These light, crispy phyllo pastry roll-ups are filled with spinach, breadcrumbs, and feta cheese. Best served warm out of oven.
INGREDIENTS (for 4 servings):
- 1/2 cup olive oil
- 1 bunch green onions, chopped
- 2 (10 ounce) packages frozen chopped spinach, thawed, well drained
- 2 tablespoons chopped fresh dill
- 3 extra large eggs, lightly beaten
- 7 ounces feta cheese, crumbled
- 1/4 teaspoon salt
- 1/4 teaspoon freshly ground black pepper
- 40 sheets frozen phyllo pastry, thawed in refrigerator
- 1 cup unsalted butter, melted
- 1/2 cup plain bread crumbs
Preheat oven to 400 degrees F (200 degrees C).

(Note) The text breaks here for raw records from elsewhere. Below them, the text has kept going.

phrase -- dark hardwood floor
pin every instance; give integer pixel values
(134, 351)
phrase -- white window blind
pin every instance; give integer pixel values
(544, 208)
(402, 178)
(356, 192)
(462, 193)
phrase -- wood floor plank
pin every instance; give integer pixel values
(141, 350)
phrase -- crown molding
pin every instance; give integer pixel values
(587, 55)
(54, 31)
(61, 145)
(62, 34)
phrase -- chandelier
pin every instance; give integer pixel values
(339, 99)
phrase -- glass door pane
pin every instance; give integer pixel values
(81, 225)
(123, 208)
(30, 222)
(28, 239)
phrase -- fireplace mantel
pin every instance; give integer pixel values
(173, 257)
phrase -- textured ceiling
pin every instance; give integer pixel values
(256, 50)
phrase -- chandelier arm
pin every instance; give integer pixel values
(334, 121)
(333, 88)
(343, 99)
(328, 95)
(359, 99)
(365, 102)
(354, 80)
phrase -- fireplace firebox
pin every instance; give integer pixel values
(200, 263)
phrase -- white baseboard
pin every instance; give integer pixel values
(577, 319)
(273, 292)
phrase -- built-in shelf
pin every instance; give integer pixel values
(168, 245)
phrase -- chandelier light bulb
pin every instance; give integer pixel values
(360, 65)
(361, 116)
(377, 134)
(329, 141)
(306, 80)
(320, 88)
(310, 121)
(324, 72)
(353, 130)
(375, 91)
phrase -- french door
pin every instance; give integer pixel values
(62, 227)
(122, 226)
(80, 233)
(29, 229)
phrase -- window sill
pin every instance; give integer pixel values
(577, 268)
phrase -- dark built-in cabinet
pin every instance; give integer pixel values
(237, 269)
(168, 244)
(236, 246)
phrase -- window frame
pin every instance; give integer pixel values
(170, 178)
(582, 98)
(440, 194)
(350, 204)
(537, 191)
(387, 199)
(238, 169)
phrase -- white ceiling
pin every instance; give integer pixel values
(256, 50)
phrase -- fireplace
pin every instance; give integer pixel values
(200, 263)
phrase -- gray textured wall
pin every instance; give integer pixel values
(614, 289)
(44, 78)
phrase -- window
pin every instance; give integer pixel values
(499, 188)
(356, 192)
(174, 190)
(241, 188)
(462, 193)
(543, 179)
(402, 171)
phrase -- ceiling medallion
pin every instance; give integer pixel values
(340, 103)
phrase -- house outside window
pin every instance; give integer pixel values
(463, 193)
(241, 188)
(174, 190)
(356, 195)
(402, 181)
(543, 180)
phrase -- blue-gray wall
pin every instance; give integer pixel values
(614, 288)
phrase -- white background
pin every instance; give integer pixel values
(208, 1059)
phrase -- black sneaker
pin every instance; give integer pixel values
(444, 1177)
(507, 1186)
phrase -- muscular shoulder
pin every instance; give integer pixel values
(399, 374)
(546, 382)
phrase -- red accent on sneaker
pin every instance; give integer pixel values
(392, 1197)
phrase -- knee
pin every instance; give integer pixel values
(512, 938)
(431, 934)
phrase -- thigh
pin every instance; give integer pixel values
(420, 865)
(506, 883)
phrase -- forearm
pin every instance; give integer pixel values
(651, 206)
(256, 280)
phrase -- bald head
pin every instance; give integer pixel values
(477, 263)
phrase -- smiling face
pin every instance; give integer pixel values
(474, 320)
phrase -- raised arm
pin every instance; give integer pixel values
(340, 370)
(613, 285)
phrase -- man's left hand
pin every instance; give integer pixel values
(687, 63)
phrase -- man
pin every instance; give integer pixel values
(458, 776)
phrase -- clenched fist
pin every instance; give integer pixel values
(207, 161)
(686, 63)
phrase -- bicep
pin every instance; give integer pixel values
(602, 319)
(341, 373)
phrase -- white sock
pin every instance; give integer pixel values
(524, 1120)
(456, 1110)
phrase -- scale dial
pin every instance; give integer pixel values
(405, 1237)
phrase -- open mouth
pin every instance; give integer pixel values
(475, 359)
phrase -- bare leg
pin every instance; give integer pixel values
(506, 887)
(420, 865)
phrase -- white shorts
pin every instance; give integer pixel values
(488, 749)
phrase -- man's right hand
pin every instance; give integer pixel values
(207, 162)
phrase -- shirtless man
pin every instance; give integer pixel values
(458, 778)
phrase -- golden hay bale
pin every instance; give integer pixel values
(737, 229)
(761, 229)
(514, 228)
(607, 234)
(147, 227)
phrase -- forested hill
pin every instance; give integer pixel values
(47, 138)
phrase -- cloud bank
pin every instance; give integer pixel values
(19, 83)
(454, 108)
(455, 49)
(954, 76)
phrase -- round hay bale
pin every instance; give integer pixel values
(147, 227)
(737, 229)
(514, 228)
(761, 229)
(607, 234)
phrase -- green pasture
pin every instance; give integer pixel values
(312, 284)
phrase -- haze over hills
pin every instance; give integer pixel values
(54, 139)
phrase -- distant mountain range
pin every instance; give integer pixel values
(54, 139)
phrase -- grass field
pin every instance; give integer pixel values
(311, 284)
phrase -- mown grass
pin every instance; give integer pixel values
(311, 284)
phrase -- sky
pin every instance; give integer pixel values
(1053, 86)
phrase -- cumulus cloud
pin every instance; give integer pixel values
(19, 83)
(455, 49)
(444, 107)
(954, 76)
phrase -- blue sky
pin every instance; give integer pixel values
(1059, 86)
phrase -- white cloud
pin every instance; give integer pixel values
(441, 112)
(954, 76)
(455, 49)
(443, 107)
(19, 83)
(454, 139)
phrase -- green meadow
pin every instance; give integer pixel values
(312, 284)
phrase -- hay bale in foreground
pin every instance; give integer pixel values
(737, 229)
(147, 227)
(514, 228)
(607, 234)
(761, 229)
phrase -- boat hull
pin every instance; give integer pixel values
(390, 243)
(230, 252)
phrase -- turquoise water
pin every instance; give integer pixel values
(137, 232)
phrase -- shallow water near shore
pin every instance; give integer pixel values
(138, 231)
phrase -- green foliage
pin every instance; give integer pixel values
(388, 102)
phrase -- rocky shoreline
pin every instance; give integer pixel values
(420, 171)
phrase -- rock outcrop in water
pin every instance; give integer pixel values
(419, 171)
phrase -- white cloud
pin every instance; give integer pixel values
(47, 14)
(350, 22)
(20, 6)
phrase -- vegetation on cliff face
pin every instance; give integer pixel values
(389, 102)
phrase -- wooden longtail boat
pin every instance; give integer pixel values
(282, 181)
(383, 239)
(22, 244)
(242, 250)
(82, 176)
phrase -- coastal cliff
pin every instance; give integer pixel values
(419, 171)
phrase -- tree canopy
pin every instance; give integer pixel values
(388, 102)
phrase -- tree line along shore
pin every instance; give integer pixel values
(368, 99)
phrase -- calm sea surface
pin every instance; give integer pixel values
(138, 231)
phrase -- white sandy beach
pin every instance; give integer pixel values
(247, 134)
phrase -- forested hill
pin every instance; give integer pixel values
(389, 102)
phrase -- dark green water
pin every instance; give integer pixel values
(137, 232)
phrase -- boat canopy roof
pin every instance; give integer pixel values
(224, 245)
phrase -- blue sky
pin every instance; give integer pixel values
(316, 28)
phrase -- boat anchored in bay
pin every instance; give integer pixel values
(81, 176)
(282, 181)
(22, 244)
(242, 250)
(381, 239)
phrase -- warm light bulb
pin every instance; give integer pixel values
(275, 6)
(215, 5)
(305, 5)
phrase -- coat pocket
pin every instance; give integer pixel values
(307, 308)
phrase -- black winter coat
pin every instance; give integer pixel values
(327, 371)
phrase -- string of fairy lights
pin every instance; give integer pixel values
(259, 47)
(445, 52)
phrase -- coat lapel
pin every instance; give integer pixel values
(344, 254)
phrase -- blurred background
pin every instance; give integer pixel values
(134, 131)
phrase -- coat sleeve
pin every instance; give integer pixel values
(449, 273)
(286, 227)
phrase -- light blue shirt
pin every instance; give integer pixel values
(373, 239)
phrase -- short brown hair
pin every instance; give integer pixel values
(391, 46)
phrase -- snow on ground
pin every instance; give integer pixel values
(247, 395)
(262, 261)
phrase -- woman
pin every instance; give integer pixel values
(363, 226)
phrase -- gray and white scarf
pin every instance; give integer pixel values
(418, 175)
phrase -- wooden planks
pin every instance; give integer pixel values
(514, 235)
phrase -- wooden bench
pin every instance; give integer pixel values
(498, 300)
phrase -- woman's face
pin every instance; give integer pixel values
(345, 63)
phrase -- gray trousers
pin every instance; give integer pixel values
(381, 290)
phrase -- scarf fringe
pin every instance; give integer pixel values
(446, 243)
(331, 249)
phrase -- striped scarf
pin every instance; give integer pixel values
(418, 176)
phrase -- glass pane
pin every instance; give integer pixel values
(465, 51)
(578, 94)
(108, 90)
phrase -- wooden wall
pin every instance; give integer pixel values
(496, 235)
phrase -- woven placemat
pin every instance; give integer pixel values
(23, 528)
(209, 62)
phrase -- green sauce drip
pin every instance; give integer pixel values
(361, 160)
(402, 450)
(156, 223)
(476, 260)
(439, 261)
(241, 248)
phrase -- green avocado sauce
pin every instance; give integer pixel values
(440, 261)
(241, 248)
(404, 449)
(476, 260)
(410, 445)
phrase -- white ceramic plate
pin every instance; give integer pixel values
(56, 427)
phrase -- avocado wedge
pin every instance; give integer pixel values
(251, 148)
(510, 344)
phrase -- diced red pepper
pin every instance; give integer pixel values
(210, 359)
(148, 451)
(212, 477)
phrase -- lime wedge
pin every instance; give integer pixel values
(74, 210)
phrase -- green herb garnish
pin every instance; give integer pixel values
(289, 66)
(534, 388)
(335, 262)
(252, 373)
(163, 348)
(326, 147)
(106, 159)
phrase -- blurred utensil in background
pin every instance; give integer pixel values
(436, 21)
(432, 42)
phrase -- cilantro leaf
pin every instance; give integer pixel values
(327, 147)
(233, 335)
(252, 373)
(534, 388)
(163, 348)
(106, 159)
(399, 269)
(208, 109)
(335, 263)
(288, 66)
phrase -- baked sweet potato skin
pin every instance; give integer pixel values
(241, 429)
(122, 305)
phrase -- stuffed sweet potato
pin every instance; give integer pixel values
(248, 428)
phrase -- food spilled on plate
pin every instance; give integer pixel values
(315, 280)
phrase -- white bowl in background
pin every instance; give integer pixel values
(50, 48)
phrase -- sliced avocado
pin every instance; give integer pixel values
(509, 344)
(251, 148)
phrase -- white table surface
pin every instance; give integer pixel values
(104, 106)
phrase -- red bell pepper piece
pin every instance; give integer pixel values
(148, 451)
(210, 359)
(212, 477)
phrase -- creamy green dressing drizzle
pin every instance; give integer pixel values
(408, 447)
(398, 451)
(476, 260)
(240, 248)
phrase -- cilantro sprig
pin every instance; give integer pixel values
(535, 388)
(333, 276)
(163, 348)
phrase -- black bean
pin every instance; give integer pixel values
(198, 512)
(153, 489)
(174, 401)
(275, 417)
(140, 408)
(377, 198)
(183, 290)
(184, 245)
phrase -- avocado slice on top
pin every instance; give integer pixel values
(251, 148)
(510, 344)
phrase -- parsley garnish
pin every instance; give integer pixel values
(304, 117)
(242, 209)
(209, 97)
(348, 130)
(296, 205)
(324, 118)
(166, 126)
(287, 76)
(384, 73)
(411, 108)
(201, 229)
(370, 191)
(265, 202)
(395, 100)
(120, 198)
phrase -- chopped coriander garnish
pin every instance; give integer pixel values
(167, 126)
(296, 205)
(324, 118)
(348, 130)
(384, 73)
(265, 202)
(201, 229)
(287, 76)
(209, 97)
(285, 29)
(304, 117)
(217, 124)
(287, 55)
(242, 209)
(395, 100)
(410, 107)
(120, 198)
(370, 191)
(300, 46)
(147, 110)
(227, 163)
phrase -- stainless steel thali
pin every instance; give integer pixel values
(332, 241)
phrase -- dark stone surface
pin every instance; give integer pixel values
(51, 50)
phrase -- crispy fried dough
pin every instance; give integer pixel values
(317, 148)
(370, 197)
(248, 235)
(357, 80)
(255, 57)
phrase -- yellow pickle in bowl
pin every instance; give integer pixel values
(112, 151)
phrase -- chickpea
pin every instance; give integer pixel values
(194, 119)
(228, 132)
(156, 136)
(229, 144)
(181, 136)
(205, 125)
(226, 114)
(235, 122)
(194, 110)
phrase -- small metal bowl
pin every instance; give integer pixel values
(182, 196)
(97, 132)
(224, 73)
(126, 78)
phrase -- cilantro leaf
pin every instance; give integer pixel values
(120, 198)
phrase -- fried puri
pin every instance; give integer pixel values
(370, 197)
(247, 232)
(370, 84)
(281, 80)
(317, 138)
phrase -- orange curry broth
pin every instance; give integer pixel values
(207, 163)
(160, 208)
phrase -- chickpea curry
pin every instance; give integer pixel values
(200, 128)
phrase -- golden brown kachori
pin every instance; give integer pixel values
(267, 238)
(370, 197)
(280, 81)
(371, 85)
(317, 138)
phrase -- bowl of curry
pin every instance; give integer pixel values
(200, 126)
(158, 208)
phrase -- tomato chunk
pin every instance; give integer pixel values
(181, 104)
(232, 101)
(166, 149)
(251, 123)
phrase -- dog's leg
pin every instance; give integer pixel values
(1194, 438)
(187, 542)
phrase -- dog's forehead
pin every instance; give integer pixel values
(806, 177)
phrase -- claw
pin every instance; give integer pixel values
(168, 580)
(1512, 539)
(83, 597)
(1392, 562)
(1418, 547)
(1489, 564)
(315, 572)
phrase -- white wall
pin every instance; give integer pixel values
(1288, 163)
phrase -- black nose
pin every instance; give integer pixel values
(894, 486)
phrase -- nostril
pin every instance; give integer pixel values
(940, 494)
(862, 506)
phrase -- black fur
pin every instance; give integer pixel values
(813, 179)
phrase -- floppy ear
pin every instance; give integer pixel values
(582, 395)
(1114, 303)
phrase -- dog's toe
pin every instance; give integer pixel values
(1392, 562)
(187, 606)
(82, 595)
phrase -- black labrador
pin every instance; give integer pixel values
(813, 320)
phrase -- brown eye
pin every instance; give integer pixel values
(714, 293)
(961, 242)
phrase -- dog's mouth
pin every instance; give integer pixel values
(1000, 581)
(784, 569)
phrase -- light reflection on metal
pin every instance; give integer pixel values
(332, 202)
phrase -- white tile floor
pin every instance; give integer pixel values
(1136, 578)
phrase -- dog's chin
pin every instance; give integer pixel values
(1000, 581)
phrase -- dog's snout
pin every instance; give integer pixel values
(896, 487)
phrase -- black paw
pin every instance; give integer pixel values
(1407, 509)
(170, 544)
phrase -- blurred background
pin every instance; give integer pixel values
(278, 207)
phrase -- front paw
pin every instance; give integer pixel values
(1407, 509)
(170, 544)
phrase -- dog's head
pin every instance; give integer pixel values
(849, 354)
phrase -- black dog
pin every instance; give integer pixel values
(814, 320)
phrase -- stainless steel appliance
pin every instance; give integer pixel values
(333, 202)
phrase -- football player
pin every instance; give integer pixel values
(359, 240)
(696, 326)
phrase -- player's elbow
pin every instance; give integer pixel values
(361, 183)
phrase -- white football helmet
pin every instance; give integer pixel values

In a medium skillet, heat olive oil over a medium heat. Stir in green onions and cook until soft, about 5 minutes. Set aside.
Meanwhile in a large bowl, combine spinach, dill, eggs, feta, salt and pepper. Add reserved green onions, and mix well.
Unfold 1 sheet of the phyllo pastry, brush with melted butter, and sprinkle lightly with breadcrumbs. Lay another sheet directly on top of the first sheet; repeat butter and breadcrumb steps. Continue to do this until you have 10 layers.
Spoon 3/4 cup of spinach mixture (in a sausage-like shape) along longer edge of the top sheet. Roll it up, place on baking sheet, and brush lightly with butter. Score off 1-inch rounds by marking with a knife for easier cutting later. Repeat process with the remaining pastry sheets. You will have 4 rolls total when finished.
Bake in a preheated oven for 12 minutes or until edges are lightly brown. Cut into individual servings where you have marked. Serve immediately.